IIRC one of the reasons for wanting addr_wide_int rather than wide_int
was that we wanted a type that could handle both bit and byte sizes.
And we wanted to be able to convert between bits and bytes seamlessly.
That means that shifting is a valid operation for addr_wide_int.  But if
we also implicitly (and that's the key word) used addr_wide_int
directly on tree constants that are wider than addr_wide_int, and say
shifted the result right, the answer would be different from what you'd
get if you did the shift in max_wide_int.  That seems like new behaviour,
since all address arithmetic is effectively done to maximum precision on
mainline.  It's just that the maximum on mainline is rather small.

If code is looking through casts to see wider-than-addr_wide_int types,
I think it's reasonable for that code to have to explicitly force the
tree to addr_wide_int size, via addr_wide_int::from.  Leaving it implicit
seems too subtle and also means that every caller to wi::int_traits
<const_tree>::decompose does a check that is usually unnecessary.

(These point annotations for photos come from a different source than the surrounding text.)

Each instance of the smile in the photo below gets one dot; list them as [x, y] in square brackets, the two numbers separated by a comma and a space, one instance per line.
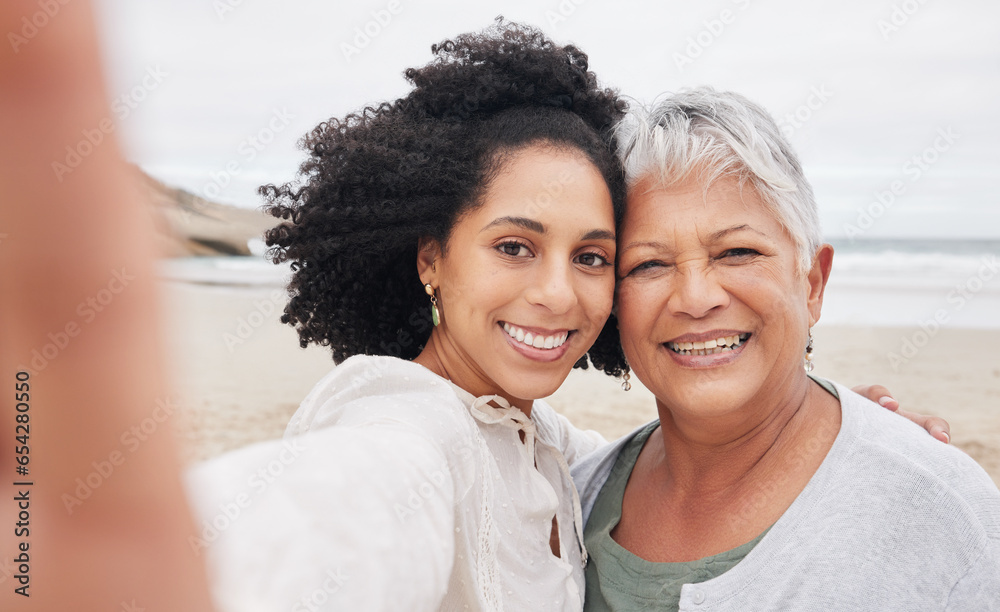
[537, 341]
[709, 347]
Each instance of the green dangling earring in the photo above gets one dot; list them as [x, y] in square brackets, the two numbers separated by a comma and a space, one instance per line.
[435, 313]
[626, 385]
[807, 362]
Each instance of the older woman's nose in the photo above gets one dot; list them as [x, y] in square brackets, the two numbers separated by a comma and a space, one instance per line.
[554, 289]
[695, 292]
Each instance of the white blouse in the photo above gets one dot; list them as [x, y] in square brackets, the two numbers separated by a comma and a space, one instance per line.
[394, 489]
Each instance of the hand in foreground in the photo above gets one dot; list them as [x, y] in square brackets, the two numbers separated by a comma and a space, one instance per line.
[936, 426]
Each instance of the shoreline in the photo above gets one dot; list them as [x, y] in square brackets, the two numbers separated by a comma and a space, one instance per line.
[238, 374]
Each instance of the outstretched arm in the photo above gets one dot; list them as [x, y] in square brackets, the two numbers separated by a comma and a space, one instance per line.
[936, 426]
[118, 539]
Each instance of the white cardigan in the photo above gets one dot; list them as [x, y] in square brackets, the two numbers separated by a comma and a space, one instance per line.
[891, 520]
[396, 490]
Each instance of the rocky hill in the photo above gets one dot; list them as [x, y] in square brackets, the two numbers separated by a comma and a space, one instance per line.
[191, 225]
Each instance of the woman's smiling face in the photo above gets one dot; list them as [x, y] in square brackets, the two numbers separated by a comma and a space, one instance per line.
[526, 281]
[712, 308]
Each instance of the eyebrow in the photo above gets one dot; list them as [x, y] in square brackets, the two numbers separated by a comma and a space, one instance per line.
[712, 238]
[736, 228]
[535, 226]
[523, 222]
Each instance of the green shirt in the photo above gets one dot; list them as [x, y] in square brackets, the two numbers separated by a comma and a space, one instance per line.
[619, 580]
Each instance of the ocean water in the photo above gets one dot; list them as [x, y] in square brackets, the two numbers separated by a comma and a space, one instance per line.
[906, 283]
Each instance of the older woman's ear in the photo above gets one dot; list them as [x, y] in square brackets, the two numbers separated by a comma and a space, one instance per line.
[818, 276]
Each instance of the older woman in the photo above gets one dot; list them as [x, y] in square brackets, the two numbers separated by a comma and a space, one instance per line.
[758, 488]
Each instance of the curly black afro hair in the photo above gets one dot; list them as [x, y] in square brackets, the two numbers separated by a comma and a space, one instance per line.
[379, 180]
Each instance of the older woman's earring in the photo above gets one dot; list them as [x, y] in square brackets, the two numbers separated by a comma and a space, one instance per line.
[435, 313]
[626, 385]
[808, 361]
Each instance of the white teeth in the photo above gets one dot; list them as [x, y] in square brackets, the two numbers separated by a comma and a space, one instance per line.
[542, 342]
[709, 347]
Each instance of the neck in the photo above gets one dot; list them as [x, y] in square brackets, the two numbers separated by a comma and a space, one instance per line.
[719, 454]
[449, 362]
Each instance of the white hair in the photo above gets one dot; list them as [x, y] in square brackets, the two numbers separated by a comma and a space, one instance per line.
[720, 133]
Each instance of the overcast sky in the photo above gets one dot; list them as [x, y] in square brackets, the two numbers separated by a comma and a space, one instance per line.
[862, 86]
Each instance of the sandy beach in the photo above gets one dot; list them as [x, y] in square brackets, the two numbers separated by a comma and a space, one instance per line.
[238, 374]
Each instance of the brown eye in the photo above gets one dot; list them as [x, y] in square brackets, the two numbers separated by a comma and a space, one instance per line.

> If a programmer uses a long long on a 32 bit machine for some index 
> variable and slams that into a pointer, he either knows what he is doing 
> or has made a mistake.    do you really think that the compiler should ice?

No, I'm saying that passes that operate on addr_wide_ints while "grabbing
trees from all over" (still not sure what that means in practice) should
explicitly mark places where a truncation is deliberately allowed.
Those places then guarantee that the dropped bits wouldn't affect any of
the later calculations, which is something only the pass itself can know.

We already forbid direct assignments like:

   addr_wide_int x = max_wide_int(...);

at compile time, for similar reasons.